Families are more colorful.
Interracial and multi-ethnic families are much more common in America today. For instance 10 percent of opposite-sex married couples are in multi-racial or multi-ethnic relationships, as is another 18 percent of couples in the population who are not married. Similarly, 21 percent of same-sex unmarried partners are in interracial and multi-ethnic relationships. And if you consider the probability that many of these individuals will have children with their partners then you can only imagine the beautiful and colorful families that will be created.
Biology does not matter to family.
The 2010 census revealed that 2.3 percent of children in households were adopted.

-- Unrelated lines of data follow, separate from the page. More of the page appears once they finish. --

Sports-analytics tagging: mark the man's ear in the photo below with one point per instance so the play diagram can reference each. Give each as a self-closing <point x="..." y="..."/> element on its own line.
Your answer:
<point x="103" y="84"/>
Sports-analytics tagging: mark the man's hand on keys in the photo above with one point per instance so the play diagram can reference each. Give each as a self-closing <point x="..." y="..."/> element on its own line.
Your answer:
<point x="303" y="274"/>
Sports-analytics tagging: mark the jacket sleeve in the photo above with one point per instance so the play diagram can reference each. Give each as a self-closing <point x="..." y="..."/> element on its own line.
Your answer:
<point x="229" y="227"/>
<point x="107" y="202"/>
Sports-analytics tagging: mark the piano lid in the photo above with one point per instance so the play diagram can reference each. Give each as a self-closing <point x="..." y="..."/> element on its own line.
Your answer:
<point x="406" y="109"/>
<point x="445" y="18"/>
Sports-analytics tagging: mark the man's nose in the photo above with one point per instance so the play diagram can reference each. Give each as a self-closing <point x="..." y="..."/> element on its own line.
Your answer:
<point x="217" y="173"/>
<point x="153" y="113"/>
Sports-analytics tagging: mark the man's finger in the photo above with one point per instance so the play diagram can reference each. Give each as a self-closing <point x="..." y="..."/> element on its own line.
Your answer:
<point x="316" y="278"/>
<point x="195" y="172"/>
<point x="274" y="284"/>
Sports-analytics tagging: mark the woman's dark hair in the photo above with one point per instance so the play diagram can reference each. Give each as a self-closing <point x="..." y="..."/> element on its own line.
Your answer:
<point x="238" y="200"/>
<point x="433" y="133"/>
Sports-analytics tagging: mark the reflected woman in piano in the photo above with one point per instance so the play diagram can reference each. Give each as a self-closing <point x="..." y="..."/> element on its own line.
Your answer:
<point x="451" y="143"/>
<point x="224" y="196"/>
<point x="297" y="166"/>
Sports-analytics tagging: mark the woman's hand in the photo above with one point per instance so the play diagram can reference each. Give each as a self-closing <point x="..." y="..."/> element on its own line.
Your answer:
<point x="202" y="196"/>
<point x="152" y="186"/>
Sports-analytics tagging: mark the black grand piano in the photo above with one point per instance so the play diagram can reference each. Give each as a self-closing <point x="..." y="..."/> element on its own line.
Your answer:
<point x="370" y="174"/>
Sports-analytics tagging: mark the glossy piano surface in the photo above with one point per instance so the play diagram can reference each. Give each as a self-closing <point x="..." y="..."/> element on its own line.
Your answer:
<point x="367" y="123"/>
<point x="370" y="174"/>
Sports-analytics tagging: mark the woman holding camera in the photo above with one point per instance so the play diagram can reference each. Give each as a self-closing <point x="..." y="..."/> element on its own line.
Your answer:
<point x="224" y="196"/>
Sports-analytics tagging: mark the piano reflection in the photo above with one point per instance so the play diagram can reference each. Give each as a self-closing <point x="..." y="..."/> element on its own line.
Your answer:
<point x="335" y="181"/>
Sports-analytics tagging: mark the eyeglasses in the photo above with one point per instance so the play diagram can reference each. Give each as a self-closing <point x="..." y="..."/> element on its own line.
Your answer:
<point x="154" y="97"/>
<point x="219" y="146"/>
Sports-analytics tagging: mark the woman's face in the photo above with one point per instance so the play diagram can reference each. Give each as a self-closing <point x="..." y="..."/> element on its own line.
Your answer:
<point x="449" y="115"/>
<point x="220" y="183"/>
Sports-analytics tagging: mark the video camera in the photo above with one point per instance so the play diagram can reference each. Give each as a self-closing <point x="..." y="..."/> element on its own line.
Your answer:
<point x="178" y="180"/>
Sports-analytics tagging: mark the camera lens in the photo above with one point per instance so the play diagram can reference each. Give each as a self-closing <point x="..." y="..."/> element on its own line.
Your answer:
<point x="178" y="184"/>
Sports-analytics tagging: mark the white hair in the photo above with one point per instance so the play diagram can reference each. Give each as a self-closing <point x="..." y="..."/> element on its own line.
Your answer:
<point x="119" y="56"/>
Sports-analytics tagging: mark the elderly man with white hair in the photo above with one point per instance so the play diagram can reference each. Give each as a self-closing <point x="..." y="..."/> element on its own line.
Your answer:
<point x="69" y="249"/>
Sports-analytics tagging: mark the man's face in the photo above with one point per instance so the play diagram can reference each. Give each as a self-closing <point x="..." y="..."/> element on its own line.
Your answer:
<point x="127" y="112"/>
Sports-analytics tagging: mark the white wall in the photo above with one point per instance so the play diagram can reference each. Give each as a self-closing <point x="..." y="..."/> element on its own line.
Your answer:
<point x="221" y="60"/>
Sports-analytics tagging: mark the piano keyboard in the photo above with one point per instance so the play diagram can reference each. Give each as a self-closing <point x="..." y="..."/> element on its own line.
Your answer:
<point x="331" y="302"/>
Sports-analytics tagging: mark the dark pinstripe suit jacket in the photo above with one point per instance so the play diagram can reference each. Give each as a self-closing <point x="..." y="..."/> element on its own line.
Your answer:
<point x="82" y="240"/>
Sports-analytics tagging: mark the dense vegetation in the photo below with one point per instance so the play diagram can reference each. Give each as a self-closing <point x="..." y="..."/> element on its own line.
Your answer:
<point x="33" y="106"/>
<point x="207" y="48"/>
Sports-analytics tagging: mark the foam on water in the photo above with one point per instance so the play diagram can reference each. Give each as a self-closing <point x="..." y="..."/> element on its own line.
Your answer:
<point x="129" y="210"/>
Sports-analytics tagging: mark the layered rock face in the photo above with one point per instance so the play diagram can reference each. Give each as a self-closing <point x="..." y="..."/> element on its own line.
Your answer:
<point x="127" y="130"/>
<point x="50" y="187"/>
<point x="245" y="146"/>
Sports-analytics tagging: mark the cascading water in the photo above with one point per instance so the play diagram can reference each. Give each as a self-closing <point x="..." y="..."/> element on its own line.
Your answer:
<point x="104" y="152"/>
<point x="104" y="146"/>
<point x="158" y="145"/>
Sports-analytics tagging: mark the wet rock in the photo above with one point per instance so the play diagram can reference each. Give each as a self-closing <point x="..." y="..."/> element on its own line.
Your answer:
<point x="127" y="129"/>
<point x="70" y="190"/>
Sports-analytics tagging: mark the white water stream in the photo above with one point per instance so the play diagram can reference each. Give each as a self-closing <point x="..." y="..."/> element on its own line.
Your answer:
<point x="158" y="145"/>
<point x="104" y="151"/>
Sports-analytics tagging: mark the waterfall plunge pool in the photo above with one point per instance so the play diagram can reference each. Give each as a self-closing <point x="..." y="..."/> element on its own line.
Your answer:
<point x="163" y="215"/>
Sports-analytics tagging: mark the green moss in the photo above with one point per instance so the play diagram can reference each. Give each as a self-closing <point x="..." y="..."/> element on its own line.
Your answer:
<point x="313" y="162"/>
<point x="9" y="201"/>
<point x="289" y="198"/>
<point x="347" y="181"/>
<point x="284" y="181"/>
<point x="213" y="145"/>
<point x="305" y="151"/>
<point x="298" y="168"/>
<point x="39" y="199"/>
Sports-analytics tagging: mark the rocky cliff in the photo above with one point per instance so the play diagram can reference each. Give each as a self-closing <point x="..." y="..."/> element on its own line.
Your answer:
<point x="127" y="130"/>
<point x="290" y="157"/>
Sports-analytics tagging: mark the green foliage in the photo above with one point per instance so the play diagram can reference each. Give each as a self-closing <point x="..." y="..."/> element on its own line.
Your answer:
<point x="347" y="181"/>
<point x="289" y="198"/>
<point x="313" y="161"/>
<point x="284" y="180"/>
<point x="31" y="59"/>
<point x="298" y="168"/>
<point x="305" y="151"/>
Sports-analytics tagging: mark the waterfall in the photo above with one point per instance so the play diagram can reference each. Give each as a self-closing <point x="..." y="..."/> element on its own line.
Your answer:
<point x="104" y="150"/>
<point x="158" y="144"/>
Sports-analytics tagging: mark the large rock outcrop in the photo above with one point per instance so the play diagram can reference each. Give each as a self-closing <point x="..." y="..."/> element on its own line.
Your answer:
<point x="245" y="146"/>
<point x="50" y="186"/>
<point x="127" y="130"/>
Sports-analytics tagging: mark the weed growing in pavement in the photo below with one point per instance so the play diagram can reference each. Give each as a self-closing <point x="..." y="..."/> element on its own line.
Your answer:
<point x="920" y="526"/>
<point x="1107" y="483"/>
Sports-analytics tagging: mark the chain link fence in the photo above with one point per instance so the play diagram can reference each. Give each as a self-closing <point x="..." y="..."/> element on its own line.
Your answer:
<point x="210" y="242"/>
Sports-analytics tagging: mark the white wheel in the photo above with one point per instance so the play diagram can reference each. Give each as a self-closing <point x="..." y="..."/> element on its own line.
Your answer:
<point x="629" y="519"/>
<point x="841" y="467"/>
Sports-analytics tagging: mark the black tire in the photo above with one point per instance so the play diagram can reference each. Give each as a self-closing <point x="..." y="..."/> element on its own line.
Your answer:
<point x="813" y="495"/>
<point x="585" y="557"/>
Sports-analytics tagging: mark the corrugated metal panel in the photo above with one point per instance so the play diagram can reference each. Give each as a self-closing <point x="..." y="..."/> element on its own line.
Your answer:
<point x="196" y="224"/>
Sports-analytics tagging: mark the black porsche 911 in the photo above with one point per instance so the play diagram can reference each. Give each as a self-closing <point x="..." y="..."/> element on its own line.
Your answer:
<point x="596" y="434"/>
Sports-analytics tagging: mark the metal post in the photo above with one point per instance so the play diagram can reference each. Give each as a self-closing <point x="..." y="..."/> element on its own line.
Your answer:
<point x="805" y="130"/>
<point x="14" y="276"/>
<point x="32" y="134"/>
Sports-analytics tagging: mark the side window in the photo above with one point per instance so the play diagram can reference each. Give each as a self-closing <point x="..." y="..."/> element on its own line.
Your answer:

Alaska sports the highest adoption rate, probably due to the cultural practice of informal adoption in their American Indian communities. Similarly, a higher percentage of African American children are adopted in the U.S. while 25 percent of adoptions in the U.S. are international adoptions and over half of these are from Asian countries. And as of 2007, 40 percent of children adopted were part of a transracial, trans-ethnic, or transcultural adoptions. These statistics make for more culturally mixed families in the U.S.
Some families are blended.
It is difficult to find a clear divorce rate in the United States. The American Psychological Association reports a 40-50 percent divorce rate while the CDC reports that 3.6 marriages per 1,000 end in divorce. Regardless of the actual rate, divorce is a modern-day reality for many families and so is remarriage.
For instance, most spouses in remarried relationships have children whether they live with them or not and half of all households involved in remarriage include children under 18 from a previous marriage. Four percent of children under 18 in the household are stepchildren and even those numbers may be higher with people now defining stepchildren as children who live in a house with a biological parent who is cohabitating with a partner. These blended families make for large and intricate family dynamics. A child may have seven siblings, some step-siblings and some half-siblings, and a stepmother and stepfather due to these modern-day blended families.
The modern-day family has an entirely new portrait from the ones just ten years ago. Families in America could include one or two or all of the above facts about modern families. Many times the family unit evolves over the years to include new members. Today families look different, they might not live together all the time, and in many ways they came together in nontraditional ways. However, they still make a family.
For 2015 I say we change the definition of “family.” Let’s define it as a close-knit unit of individuals joined together without distinction to race/ethnicity, biology, sexual orientation, age, generation, or presence in households, cemented through one common characteristic: love.